This is a cross-post from my blog on the military Social Media tool milBook.
This is the fifth post in a series based on the book Digital Habitats: stewarding technology for communities (CPsquare Publishing, © 2009) by Etienne Wenger, Nancy White, and John D. Smith. This post will cover Chapter 7 of the text.
This chapter describes the contextual factors involved in making pragmatic technology decisions that shape a community's digital habitat. These factors are important because neither communities or technologies exist in isolation.
The first context is the community's state of readiness for technology change. The stage of community development is important, as the technology needs of a community will change over time. The diversity and complexity of the community is another factor in the technology needs of a community. Experience with the use of technology can influence whether the community will be able to adopt new technology easily, or will be disrupted by the change in digital habitat. Finally, the community attitudes about technology can substantially impact the decision to make technology changes, and how the changes will be implemented.
The community's relationship with its environment has direct technology implications. Organizational relationships are very important, especially if the community is completely contained in one organization, as this has a wide range of impacts including resources, accountability, and compliance with various organizational standards. The relationship of the community to an IT department or provider has wide-ranging implications on a community's digital habitat. The IT department may have standards or procedures that will need to be followed that may or may not be optimum for the community. Another factor is the community's need to be connected to the outside world, as this will need to be facilitated by the technology. Multimembership must be considered when making technology decisions, as there are ways to make it easier for members to be part of many other groups in addition to the particular community of practice. The way the community addresses security is very important to how its technology is configured. Security touches many parts of the digital habitat and is a key part of its environment.

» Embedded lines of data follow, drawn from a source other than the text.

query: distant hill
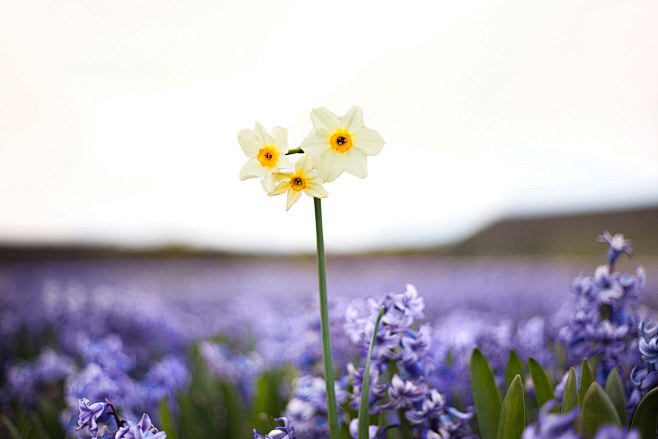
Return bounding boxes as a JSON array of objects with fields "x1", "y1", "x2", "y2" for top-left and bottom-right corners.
[
  {"x1": 447, "y1": 206, "x2": 658, "y2": 256},
  {"x1": 0, "y1": 206, "x2": 656, "y2": 261}
]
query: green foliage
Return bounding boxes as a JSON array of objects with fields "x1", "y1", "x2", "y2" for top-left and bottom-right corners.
[
  {"x1": 159, "y1": 398, "x2": 179, "y2": 439},
  {"x1": 505, "y1": 351, "x2": 524, "y2": 390},
  {"x1": 604, "y1": 368, "x2": 627, "y2": 426},
  {"x1": 358, "y1": 306, "x2": 385, "y2": 439},
  {"x1": 581, "y1": 382, "x2": 621, "y2": 438},
  {"x1": 528, "y1": 357, "x2": 555, "y2": 410},
  {"x1": 497, "y1": 375, "x2": 525, "y2": 439},
  {"x1": 561, "y1": 368, "x2": 579, "y2": 415},
  {"x1": 579, "y1": 358, "x2": 594, "y2": 409},
  {"x1": 1, "y1": 415, "x2": 22, "y2": 439},
  {"x1": 470, "y1": 347, "x2": 502, "y2": 439},
  {"x1": 631, "y1": 387, "x2": 658, "y2": 439}
]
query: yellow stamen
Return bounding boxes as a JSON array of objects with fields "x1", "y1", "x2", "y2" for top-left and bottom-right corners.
[
  {"x1": 330, "y1": 130, "x2": 353, "y2": 153},
  {"x1": 257, "y1": 146, "x2": 279, "y2": 167},
  {"x1": 290, "y1": 175, "x2": 307, "y2": 191}
]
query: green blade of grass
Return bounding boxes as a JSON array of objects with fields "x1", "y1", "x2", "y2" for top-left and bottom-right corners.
[{"x1": 358, "y1": 306, "x2": 385, "y2": 439}]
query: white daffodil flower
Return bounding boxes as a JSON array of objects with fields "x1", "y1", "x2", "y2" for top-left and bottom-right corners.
[
  {"x1": 270, "y1": 154, "x2": 328, "y2": 210},
  {"x1": 300, "y1": 106, "x2": 384, "y2": 183},
  {"x1": 238, "y1": 122, "x2": 293, "y2": 193}
]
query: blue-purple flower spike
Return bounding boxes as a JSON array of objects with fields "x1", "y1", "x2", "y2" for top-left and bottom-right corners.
[{"x1": 598, "y1": 231, "x2": 633, "y2": 267}]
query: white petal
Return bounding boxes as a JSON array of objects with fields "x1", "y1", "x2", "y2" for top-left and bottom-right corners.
[
  {"x1": 271, "y1": 181, "x2": 290, "y2": 196},
  {"x1": 317, "y1": 150, "x2": 344, "y2": 183},
  {"x1": 353, "y1": 127, "x2": 384, "y2": 155},
  {"x1": 276, "y1": 154, "x2": 293, "y2": 170},
  {"x1": 300, "y1": 130, "x2": 331, "y2": 158},
  {"x1": 286, "y1": 190, "x2": 302, "y2": 210},
  {"x1": 261, "y1": 173, "x2": 277, "y2": 194},
  {"x1": 304, "y1": 181, "x2": 328, "y2": 198},
  {"x1": 294, "y1": 154, "x2": 311, "y2": 174},
  {"x1": 253, "y1": 121, "x2": 274, "y2": 145},
  {"x1": 239, "y1": 157, "x2": 266, "y2": 180},
  {"x1": 310, "y1": 107, "x2": 339, "y2": 131},
  {"x1": 341, "y1": 149, "x2": 368, "y2": 179},
  {"x1": 339, "y1": 106, "x2": 364, "y2": 131},
  {"x1": 272, "y1": 126, "x2": 288, "y2": 152},
  {"x1": 237, "y1": 129, "x2": 260, "y2": 156}
]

Time and sequencing issues can influence the decision about what and when a new technology is implemented. Community schedules are a very important consideration, as the change can be more or less disruptive depending on the timing and coordination with the community schedule. There can also be external schedules that need to be taken into account. Although a current decision may be pending, sometimes it is in the best interest of the community to wait, keeping in mind there will be other chances to make the change.
Budgets and resource considerations have a large impact on the technology of a community, as it usually serves to constrain any decisions about changing the digital habitat. Resources usually affects the scope of what can be changed as there is a tradeoff between scope and available resources. Contributors, decision makers, and stakeholders are generally the controllers of the community's resources, and having them on board before making changes is very important. Technical resources and expertise will have a big impact on the technology of the community and the choices that are made. Above all, the tech steward's time is a key resource to be taken into account when any technology decisions need to be made, as this can affect what technology is chosen and how it is maintained and operated.
Finally, the infrastructure considerations are very influential in the technology decisions around a community of practice. Online access and the individual technical settings must be accounted for. Hosting and vendor relationships have wide-ranging impacts on community technology. The options of using an Application Service Provider (ASP), internal hosting, working with software vendors, or programming a solution internally must be carefully evaluated in light of what the community's needs entail. Relationships with internal IT resources and system requirements also need to be part of the assessment of technology and how it will be configured and/or changed. The need for single sign-on and the potential installation of client software can affect these relationships substantially.
Due to the complexity of a community's digital habitat, a tech steward many need to pay attention to a daunting number of contextual factors when making technology decisions for the community. The bottom line is that the tech steward should try to stay aware of the context of the community at all times as it evolves and understand how that context affects technology stewardship.